2014 Notice and Note Book Study

This is a topic that is VERY interesting to me because I have spent a huge amount of time over the last years trying to advocate for all the ideas in this section!  So many people make decisions about text based solely on guided reading levels, lexile levels, or grade level equivalents on random lists--and I have fought for years that "text complexity" is far more involved than the formulas used for most of these lists--formulas that use word length, sentence length, and so on.  This is a critical topic in my opinion; I feel a huge part of my job as a reading teacher is to match readers with text--and knowing what a "just right" book is an essential piece of this!

Beers and Probst explain that text complexity is, indeed, far more complex than most people believe.  I really encourage you to read this section carefully...but in a nutshell, the authors explain that there are three components to text complexity:
1.  Quantitative measures (Fry readability, sentence length, syllable count, etc)
2.  Qualitative measures (text organization, level of abstractness, vocabulary, familiarity, etc)
3.  Reader and task considerations (student background, interests, attitudes, maturity)

In other words...

It's why Esperanza Rising is more difficult for my students--they don't have the background...and many don't have the maturity!  It's why sometimes realistic fiction is easier than other genres...the familiarity with "real kids" and "real settings" makes it easier for students to comprehend.

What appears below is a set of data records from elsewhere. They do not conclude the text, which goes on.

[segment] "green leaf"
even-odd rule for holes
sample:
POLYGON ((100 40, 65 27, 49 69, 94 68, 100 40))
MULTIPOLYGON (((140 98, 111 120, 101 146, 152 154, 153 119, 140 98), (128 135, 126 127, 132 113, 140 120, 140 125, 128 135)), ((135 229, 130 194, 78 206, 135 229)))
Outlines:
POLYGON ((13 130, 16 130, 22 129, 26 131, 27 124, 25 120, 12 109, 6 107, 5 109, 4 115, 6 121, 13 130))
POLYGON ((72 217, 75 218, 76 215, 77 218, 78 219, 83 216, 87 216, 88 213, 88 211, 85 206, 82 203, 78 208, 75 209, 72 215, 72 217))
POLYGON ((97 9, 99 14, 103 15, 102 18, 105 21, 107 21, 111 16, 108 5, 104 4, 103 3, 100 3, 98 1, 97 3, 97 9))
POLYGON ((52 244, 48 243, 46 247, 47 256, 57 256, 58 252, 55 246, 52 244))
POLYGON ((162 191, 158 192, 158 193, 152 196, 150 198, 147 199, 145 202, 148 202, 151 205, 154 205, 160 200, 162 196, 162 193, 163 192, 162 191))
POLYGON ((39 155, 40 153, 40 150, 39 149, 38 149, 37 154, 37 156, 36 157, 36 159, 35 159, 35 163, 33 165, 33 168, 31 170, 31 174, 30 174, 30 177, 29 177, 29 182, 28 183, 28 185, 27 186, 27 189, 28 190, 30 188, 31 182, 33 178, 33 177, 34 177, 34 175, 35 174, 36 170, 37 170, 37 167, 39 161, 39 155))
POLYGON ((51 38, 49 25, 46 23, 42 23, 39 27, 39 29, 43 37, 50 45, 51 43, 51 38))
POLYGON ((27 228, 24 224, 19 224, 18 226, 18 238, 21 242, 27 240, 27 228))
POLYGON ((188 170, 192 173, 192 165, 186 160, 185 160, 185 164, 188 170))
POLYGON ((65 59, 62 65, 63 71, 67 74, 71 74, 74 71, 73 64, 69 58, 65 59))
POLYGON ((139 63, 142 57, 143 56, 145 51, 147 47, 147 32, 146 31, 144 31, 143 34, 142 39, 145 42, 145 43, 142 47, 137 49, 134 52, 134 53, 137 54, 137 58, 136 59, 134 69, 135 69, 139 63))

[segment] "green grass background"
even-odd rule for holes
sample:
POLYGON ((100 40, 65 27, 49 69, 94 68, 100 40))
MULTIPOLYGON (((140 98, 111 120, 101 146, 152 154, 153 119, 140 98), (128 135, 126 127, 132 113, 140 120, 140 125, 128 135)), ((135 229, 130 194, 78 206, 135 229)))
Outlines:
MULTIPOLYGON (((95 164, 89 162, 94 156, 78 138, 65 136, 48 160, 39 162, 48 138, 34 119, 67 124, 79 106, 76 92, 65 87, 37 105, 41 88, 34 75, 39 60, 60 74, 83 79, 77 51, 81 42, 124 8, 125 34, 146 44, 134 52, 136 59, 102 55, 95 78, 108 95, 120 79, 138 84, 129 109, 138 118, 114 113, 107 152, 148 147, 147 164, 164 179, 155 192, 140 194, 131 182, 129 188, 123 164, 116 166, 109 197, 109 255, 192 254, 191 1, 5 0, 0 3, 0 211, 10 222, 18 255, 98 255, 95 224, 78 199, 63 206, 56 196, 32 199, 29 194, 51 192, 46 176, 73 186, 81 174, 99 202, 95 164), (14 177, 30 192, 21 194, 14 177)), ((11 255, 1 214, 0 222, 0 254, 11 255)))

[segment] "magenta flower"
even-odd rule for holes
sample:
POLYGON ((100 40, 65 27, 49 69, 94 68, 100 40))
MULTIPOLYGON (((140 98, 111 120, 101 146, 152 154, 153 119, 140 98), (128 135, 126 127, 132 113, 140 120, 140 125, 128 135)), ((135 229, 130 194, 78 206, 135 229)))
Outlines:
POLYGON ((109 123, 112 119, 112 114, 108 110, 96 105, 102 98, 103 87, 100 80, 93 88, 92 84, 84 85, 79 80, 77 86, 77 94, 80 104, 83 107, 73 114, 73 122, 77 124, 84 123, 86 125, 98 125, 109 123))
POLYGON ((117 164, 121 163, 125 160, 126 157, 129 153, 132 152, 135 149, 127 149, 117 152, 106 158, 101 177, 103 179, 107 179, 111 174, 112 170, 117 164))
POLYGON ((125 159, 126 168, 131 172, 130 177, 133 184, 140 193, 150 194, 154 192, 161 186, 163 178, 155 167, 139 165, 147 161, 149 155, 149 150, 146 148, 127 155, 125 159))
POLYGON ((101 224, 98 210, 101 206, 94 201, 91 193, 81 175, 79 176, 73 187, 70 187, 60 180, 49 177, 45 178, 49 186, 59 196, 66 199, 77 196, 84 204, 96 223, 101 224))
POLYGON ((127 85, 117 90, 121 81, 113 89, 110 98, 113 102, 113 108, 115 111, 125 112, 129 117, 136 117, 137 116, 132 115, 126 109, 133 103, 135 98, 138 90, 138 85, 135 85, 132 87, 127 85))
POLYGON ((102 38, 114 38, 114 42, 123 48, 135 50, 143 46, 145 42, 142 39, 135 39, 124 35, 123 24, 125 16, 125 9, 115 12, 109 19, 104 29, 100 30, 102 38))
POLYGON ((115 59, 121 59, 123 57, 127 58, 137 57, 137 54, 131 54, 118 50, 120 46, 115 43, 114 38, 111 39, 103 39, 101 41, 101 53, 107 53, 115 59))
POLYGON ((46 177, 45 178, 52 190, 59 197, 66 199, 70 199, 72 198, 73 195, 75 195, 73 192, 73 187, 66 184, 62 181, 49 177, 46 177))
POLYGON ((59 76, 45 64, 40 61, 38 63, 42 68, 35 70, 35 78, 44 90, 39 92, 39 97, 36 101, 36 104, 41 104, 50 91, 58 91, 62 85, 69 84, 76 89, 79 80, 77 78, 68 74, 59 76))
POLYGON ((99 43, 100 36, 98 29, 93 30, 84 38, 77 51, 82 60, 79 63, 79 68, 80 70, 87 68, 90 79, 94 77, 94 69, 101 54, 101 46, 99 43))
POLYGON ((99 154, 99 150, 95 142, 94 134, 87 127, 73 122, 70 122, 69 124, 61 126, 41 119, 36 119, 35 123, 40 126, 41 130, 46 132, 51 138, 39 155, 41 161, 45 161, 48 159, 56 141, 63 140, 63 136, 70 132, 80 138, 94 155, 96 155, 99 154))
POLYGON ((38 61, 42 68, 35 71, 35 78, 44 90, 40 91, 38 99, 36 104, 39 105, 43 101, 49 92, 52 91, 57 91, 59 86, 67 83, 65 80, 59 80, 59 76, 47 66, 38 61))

The chapter goes into far more detail and has some wonderful resources for evaluating texts.  I really believe it is critical for us to reflect on this issue as we need to be as "expert" as we can be so that we can do our very best matching students to "just right" texts.

We've all looked on the back of books and seen things such as...

These are sometimes the only "guides" available to teachers and parents!

I have a few questions for you to reflect on and to comment about...I'd love to hear your ideas!  Write about one or all..but let's hear your thoughts about text complexity!

1.  How much focus does your school/district place on leveling systems?  What systems do they use?

2. Have you found texts that you have used with students that were either more challenging or less challenging than you had originally thought?  What text was it?  What was surprising to you about the difficulty level?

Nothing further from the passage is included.